As regards other requirements, an ice axe is perhaps the most helpful implement of its kind; it is not always needed, but occasions do occur when it is all but indispensable. Twenty feet of good hempen rope should also be carried for every two men; it is not often needed, but may prove at some time invaluable, and allow of being safely accomplished that which might otherwise have been impracticable or dangerous. A compass and a good map of the district are indispensable to every mountaineer. The map should be well studied before any ascent is begun, and distances and directions carefully noted. A man might as well be in the moon as in a mist without a compass for all that he would know of his whereabouts. It is one of the most difficult things possible to keep only a hundred yards in a straight line when enveloped in a dense mist. In reading the compass, it should always be carefully noted that your axes are well away from you, and there is no other cause in or near to you to deflect the needle. In the ascent which I shall conclude the paper by describing, the effects on the needle by the nearness of our axes was most marked; and to make certain at all times of the "points," we usually compared two compasses, held at some little distance from each other. By the aid of a compass and a reliable map it is possible to arrive at the required spot, in the densest of mists, with the greatest exactness. The aneroid, although not an essential, is at least an interesting adjunct. In a mist it allows of judgment upon the possible height yet to be traversed before reaching the summit; and at all times it serves to instruct on the general matter of altitudes. An aneroid which registers up to 5,000 feet is of course quite sufficient for Scotland. I think I have completed my list when I say don't leave your watch behind you. Yet three other homely articles I must add,— a pocket-knife, a piece of stout string, and a box of wax matches. They are almost too simple and insignificant to think of when preparations are being made, but it is wonderful what little useful ends they sometimes serve, and how sadly we feel their absence when really needed.

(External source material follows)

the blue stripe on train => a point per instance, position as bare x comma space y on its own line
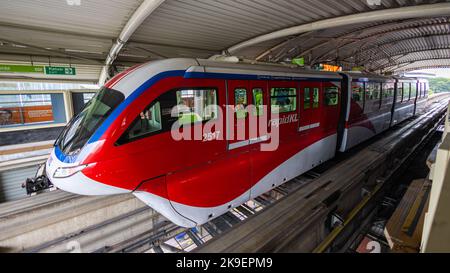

I daresay some of my readers will accuse me of forgetting one, they say, most important adjunct; but I am bound to confess that with tobacco, like whisky, the less I believe it is indulged in during work the better. When in front of your fire, with your heels on your mantelpiece, talking over your day's exploits, then is the time to enjoy such pleasures; but tobacco before or during exertion has, I am quite sure, a somewhat enervating effect, and rather lethargises a man than braces him up for his labours. In starting for these winter ascents, you never know what difficulties and delays lie between you and your bed; and the greater the store of energy you start with, the surer will be your success, and the more pleasurable your victories.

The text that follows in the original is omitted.